- Interactive map of Ponghwa Revolutionary Site
- 39°10′7″N 126°0′28″E﻿ / ﻿39.16861°N 126.00778°E
- Type: Revolutionary Site
- Location: Kangdong County, Pyongyang

= Ponghwa Revolutionary Site =

Ponghwa Revolutionary Site is a Revolutionary Site in Kangdong County, Pyongyang in North Korea.

The site is associated with Kim Hyong-jik, the father of North Korea's first leader Kim Il Sung. Kim Hyong-jik lived in Ponghwa between mid-March 1916 and November 1917. At that time, he was teaching at the nearby Myongsin School. Kim had helped founding the school. According to North Korean tradition, Kim helped organizing resistance to the Japanese occupation of Korea in Ponghwa by holding secret meetings of various clandestine groups. These efforts culminated in the establishment of the Korean National Association.
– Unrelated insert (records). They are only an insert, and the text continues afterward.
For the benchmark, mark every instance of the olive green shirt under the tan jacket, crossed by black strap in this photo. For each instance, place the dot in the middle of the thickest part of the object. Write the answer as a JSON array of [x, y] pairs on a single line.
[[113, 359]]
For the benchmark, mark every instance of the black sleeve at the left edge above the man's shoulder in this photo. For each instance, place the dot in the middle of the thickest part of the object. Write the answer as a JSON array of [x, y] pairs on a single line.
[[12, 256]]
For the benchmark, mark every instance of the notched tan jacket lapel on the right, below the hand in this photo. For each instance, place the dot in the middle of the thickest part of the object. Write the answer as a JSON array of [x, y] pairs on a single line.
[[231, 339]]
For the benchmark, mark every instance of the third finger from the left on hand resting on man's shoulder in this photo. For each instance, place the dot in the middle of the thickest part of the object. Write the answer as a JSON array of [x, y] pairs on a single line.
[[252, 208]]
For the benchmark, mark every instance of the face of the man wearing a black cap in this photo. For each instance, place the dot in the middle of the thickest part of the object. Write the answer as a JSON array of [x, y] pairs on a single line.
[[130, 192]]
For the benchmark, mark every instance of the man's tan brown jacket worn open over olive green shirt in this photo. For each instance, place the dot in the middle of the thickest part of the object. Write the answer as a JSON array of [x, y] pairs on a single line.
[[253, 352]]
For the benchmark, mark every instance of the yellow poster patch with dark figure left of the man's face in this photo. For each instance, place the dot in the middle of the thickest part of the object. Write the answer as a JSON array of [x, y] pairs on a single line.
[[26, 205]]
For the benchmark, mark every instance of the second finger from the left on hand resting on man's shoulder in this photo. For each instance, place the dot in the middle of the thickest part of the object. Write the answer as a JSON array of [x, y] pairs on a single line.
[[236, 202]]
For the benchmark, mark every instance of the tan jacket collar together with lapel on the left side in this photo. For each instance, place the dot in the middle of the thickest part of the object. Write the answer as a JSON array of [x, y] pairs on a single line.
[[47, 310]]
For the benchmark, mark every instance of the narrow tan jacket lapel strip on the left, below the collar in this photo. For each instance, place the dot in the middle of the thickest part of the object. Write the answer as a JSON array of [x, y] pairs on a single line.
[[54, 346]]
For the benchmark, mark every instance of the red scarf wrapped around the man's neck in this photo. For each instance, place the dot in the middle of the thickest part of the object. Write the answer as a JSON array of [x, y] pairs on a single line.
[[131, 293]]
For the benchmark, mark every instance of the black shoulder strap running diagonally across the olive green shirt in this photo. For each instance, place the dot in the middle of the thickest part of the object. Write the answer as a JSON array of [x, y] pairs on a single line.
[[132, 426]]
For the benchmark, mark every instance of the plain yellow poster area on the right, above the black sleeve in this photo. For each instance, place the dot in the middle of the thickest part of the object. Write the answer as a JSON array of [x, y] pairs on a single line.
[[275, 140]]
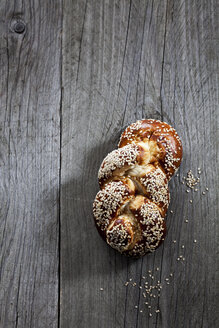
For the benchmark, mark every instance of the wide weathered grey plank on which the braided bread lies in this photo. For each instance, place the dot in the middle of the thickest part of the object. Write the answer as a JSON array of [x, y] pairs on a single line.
[[123, 61]]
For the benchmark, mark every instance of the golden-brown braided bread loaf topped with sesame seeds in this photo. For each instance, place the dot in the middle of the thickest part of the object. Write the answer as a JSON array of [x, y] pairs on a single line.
[[129, 209]]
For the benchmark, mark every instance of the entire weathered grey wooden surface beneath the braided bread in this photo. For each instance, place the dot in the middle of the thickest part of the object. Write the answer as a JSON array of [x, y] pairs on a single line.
[[73, 76]]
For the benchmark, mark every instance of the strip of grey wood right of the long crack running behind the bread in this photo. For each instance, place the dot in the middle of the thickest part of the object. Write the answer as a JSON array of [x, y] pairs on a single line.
[[190, 99]]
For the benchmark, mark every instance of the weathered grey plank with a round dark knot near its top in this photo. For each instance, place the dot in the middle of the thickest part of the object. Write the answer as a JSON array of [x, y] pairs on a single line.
[[30, 152]]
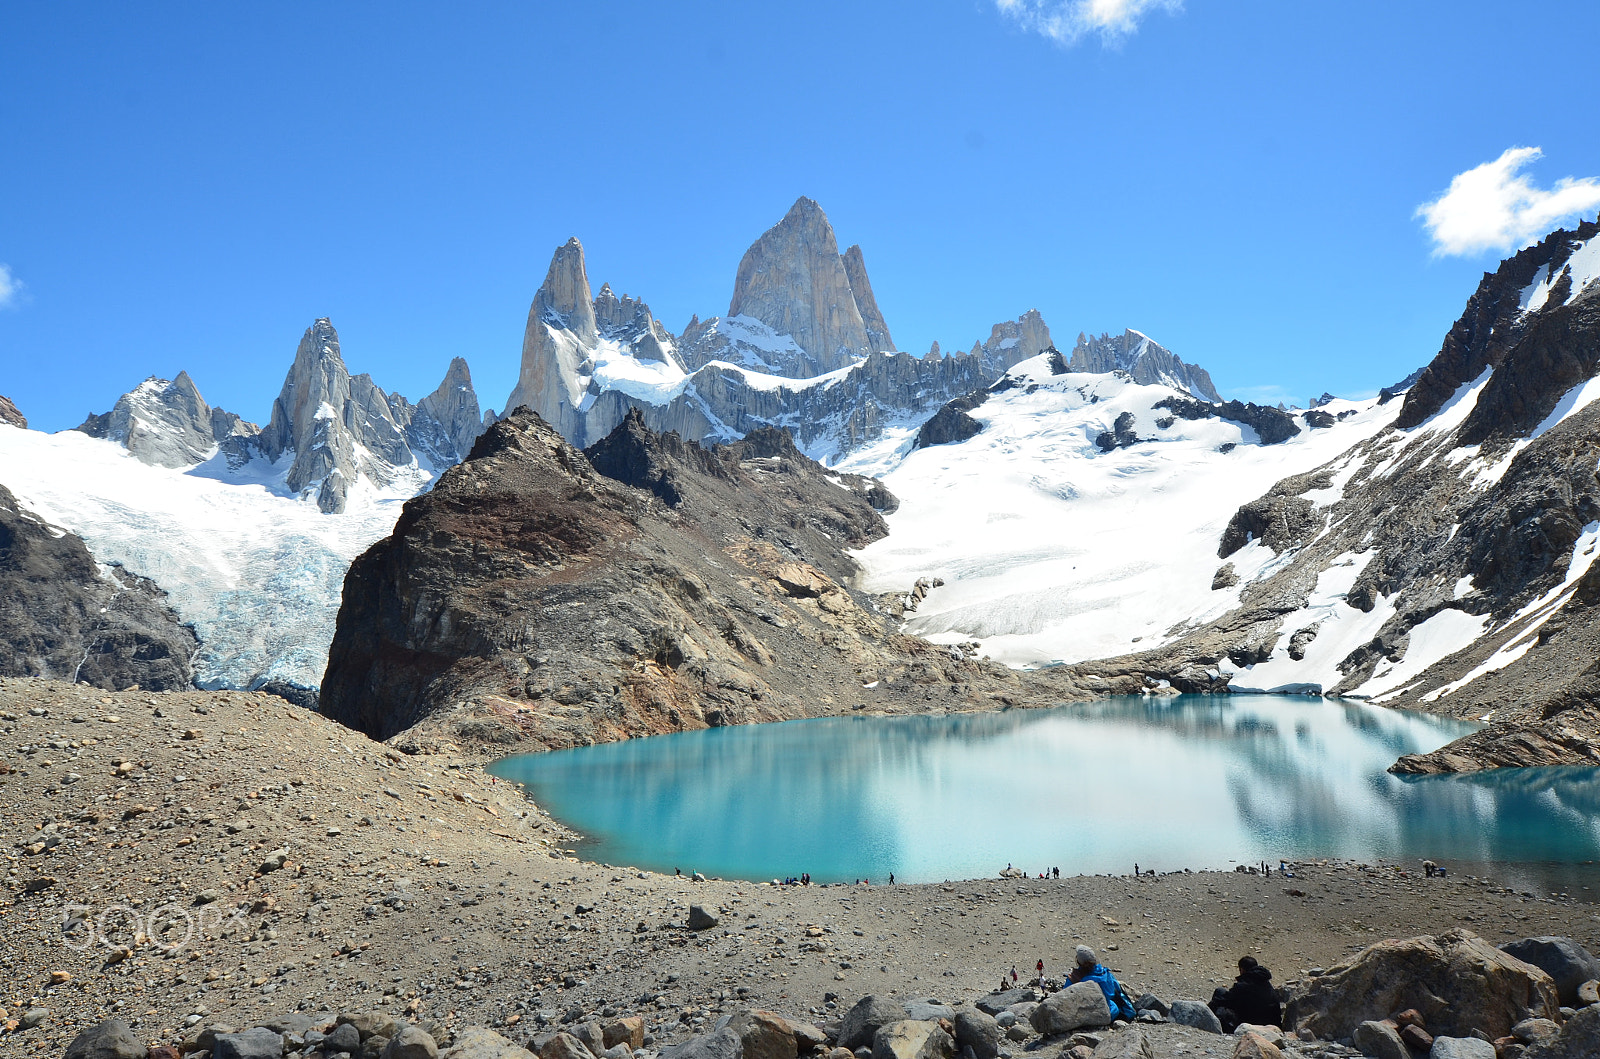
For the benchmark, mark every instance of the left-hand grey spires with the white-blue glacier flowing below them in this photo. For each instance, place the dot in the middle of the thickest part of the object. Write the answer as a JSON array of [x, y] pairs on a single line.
[[249, 530]]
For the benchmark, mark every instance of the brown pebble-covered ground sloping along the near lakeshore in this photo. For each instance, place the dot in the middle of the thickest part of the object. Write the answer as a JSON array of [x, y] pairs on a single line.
[[198, 858]]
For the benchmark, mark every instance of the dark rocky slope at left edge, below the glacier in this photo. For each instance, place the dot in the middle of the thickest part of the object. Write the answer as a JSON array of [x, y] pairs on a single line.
[[63, 618]]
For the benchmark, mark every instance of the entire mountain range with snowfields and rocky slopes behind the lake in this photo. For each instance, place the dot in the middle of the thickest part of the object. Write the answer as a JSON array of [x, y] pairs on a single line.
[[1098, 519]]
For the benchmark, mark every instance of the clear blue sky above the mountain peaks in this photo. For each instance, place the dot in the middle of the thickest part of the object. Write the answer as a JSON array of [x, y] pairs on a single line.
[[188, 186]]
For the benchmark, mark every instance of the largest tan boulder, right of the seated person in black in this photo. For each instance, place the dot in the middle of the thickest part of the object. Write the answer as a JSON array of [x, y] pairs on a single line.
[[1457, 981]]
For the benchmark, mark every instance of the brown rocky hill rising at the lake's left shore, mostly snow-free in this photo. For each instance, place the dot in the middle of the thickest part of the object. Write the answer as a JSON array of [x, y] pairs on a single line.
[[530, 599]]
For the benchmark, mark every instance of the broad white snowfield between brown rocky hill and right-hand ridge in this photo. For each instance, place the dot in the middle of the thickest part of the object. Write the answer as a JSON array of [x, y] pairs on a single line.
[[1076, 516]]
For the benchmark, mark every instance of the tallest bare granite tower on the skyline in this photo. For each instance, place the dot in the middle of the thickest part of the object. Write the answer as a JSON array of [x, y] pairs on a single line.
[[794, 282]]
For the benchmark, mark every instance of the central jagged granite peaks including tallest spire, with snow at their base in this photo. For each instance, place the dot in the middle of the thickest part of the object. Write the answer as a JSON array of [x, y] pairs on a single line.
[[804, 346]]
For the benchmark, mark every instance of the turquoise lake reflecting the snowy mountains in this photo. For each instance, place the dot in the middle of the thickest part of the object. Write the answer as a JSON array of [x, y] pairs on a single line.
[[1191, 781]]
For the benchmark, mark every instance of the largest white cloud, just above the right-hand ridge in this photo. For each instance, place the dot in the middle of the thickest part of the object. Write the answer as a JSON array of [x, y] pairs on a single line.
[[1494, 207]]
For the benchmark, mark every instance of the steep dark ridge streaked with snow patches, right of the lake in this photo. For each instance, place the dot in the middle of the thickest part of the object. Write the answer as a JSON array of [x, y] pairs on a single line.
[[1447, 562]]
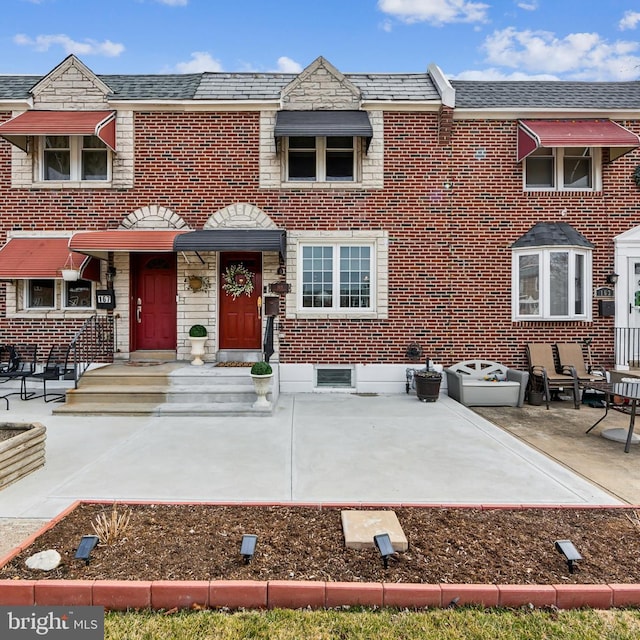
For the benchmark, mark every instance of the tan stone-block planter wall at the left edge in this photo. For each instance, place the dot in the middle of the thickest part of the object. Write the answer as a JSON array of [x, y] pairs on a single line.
[[21, 453]]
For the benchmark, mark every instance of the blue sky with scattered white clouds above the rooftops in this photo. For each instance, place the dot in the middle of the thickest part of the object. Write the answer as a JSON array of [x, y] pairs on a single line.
[[593, 40]]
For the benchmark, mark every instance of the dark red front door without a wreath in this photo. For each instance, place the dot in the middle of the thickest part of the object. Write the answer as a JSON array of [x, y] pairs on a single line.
[[153, 304]]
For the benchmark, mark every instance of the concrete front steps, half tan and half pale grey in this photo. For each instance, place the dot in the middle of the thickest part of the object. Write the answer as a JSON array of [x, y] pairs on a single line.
[[172, 388]]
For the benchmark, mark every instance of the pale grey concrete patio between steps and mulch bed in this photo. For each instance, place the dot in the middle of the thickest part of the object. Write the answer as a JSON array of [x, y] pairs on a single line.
[[315, 448]]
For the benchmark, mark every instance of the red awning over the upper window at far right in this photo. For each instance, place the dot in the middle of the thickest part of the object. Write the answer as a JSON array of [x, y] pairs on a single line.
[[533, 134]]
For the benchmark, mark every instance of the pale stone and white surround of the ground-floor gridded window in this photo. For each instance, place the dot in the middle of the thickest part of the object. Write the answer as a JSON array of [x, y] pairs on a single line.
[[378, 239]]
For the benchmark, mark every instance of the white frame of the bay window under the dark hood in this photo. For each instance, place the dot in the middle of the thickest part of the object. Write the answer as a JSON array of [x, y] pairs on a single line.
[[545, 304]]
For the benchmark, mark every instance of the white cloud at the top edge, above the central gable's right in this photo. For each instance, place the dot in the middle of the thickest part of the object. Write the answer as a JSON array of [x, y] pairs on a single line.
[[436, 12]]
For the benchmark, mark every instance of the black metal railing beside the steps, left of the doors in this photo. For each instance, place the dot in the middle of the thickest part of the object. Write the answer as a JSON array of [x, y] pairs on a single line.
[[94, 342]]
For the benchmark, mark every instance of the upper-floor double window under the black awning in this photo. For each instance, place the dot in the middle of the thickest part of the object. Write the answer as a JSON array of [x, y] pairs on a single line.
[[321, 159]]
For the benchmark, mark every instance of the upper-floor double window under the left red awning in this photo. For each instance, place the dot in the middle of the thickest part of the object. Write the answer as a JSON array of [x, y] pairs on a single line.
[[74, 158]]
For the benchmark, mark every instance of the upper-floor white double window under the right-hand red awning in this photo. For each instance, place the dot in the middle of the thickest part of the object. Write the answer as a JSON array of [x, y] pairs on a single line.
[[562, 168]]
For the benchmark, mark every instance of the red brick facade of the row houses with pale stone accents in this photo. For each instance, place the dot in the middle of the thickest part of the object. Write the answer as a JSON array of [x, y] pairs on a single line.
[[441, 197]]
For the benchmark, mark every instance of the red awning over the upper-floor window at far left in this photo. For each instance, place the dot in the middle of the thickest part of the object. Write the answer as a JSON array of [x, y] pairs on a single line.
[[60, 123]]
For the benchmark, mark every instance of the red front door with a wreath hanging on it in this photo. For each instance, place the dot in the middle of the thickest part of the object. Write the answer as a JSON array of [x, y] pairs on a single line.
[[240, 300]]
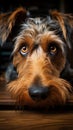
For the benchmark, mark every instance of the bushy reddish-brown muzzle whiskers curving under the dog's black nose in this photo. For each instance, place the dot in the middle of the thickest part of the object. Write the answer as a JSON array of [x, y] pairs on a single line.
[[58, 95]]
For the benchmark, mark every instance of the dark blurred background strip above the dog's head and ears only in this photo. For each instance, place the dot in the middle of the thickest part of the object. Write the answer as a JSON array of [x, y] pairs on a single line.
[[61, 5]]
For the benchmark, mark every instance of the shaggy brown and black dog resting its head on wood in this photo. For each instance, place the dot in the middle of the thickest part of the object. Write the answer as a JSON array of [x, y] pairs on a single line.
[[41, 72]]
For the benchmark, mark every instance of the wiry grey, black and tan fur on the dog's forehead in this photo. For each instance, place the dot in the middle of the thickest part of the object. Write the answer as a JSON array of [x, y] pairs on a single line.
[[40, 25]]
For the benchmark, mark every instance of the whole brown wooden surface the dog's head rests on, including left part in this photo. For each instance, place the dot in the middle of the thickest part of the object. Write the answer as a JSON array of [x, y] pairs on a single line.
[[11, 119]]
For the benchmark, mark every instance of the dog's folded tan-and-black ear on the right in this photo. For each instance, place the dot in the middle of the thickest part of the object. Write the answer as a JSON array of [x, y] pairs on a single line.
[[66, 23]]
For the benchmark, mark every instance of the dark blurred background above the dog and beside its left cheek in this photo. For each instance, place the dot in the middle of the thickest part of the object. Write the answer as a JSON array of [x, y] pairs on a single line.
[[35, 7]]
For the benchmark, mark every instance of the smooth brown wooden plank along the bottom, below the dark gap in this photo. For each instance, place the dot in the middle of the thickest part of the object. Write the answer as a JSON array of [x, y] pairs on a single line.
[[17, 120]]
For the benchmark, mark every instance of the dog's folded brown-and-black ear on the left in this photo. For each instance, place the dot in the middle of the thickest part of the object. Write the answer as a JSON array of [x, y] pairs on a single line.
[[9, 23]]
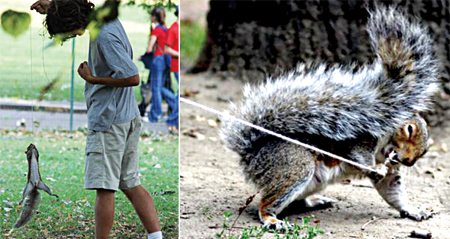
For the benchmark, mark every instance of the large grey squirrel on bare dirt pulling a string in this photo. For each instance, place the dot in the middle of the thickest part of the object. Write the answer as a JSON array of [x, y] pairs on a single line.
[[368, 115]]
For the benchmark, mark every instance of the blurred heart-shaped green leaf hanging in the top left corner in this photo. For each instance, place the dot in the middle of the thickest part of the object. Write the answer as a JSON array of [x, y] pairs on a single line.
[[15, 23]]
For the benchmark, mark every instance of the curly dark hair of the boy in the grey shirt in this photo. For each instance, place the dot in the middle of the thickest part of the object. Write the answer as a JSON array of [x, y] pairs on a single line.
[[67, 16]]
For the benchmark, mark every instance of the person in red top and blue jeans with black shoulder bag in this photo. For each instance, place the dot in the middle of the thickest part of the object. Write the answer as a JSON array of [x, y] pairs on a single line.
[[156, 44]]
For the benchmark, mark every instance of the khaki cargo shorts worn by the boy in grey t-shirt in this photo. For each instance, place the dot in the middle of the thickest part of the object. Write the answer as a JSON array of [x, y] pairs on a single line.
[[112, 157]]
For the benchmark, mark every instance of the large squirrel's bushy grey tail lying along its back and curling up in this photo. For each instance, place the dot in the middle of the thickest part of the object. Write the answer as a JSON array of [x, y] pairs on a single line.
[[344, 104]]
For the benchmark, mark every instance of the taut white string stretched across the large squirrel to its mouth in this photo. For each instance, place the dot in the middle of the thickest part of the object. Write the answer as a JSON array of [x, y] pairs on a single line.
[[276, 134]]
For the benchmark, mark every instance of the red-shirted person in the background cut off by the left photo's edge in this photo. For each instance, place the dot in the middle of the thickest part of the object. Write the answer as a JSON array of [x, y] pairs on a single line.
[[172, 48]]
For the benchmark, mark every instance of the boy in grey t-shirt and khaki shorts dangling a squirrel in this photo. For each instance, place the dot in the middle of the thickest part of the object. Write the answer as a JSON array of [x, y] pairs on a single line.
[[113, 117]]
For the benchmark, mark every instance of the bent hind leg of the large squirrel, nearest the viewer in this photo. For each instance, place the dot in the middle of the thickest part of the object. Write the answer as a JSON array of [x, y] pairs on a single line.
[[285, 173]]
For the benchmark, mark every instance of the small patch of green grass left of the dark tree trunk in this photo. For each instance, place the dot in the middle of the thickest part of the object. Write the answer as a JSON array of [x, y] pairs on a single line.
[[192, 38]]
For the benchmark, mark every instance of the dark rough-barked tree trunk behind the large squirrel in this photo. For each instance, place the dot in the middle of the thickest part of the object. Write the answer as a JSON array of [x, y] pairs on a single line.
[[252, 39]]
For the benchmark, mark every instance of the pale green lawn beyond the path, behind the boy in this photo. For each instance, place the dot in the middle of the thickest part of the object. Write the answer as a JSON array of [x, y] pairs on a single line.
[[26, 67]]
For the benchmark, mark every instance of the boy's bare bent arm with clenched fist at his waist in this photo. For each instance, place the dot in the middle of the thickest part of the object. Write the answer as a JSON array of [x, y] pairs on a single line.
[[86, 74]]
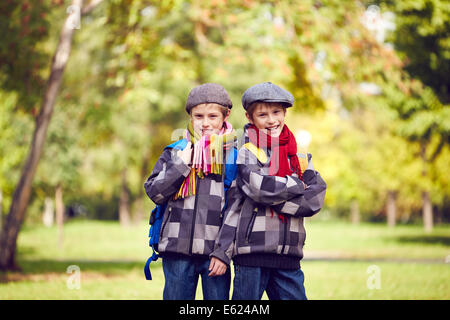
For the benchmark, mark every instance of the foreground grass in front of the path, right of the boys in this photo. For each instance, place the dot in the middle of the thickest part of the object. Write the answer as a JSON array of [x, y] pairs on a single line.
[[348, 280]]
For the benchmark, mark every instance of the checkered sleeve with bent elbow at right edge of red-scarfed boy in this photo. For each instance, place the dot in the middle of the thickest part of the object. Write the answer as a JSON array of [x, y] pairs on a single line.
[[310, 202]]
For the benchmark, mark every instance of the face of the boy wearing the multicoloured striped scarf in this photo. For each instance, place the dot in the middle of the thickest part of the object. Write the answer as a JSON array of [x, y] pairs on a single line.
[[208, 119]]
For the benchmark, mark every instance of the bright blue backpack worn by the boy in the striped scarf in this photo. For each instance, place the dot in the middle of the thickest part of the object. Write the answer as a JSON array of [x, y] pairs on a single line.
[[157, 214]]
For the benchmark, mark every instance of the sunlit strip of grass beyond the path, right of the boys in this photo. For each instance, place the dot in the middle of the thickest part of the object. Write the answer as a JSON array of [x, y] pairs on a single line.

The site consists of the school, a statue of Kim Hyong-jik, a monument to his revolutionary activities, the Pisok-gye Monument, ground for morning exercises, the Rock Floor, the Maekjon Ferry, dwellings, a shallow well, and a place on Mount Ponghwa were secret meetings were held. The Ponghwa-ri Revolutionary Museum on the premises opened in 2004 houses historical artifacts related to Kim Hyong-jik.

In 2009, the Korean Central News Agency (KCNA) put visitor figures as follows: "During the past more than four decades since the revolutionary site was opened to visitors it has drawn nearly 16 million people." As of 2012, more than 1.7 million people have visited the site since 2000.